Bridgeprep Academy of Arts and Minds Charter High School (BAAM) (formerly the Academy of Arts and Minds) was a performing and visual arts public secondary charter school in Coconut Grove, in Miami-Dade, Florida. The last known principal was Antonietta Michelle Digirolamo.

==History==
The Academy of Arts and Minds was the first performing-arts charter school in the Miami-Dade County school district. It was founded in 2003 by Manuel Alonso-Poch, a real-estate lawyer, and is housed in a former shopping mall. By 2011, enrollment had expanded to 450 students, but gaps in staffing and resources were noted, and the school board investigated claims of conflict of interest on the governing board.

In 2010 and 2011 the State of Florida gave the school an "A" grade, but this declined to a "C" in 2013. The school contracted with S.M.A.R.T. Management, an education management company, hired Antonietta DiGirolamo as principal, and upgraded their educational technology. In 2014 US News & World Report ranked BAAM 32nd in Florida.

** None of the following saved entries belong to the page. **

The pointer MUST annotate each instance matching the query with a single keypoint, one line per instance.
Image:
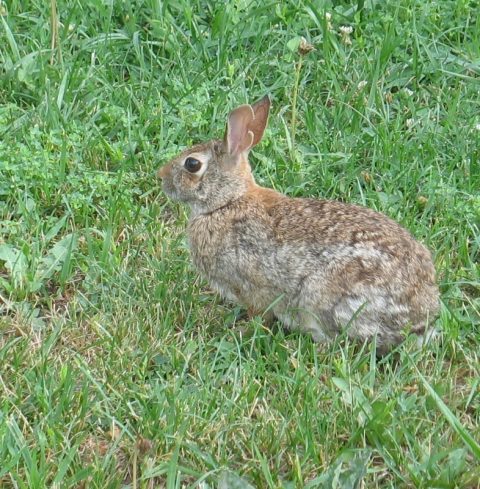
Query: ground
(118, 366)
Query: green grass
(118, 366)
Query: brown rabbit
(318, 266)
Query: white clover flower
(345, 31)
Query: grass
(118, 366)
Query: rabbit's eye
(192, 165)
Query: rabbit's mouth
(169, 190)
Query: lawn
(119, 367)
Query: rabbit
(318, 266)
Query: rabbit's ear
(238, 137)
(257, 126)
(246, 125)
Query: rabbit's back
(334, 264)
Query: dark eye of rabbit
(192, 165)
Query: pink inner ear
(238, 137)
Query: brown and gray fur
(318, 266)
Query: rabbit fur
(318, 266)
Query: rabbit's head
(210, 175)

== Closure and Campus Vandalism ==
After 2014, the school declined in quality. Many students and parents complained about the lack of textbooks, lack of teachers, bullying that went unaccounted for, terrible lunches, and nonexistent clubs that the school originally advertised.

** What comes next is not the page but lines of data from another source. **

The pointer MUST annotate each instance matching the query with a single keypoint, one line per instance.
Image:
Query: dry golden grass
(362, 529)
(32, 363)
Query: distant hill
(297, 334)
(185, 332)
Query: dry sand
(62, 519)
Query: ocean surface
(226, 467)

During the 2016–2017 school year, students achieved a 40-44% proficiency rating in Reading and Language Arts. This is lower than Florida's state average of 54%. Students also achieved a math proficiency of 28%, significantly lower than Florida's state average of 57%.

The school was shut down in 2018 after years of controversy. Now empty, the building has experienced heavy vandalism with no current plans on what to do with the vacant building.

== Negative Criticism of BAAM ==
According to Yelp, Academy of the Arts & Minds Charter High School has a rating of 2 1/2 stars. The negative reviews of the school dating back to 2016. Many parents reported the school would harass households with phone calls to convince students to enroll at Academy of the Arts and Minds. Some students reported that a few teachers were racist and let students use the "N word" against African-American students. These teachers (their identity is unknown) claimed the students were "overreacting" and told them to "not be so sensitive".

Additional reviews from parents cited that they felt their children weren't getting the quality education the school advertised heavily. School lunches were virtually inedible and "served halfway frozen. A parent was sent pictures of the lunch and quoted how it resembled "jail food". Many parents also described how the school itself, along with its bathrooms, were rundown and dirty.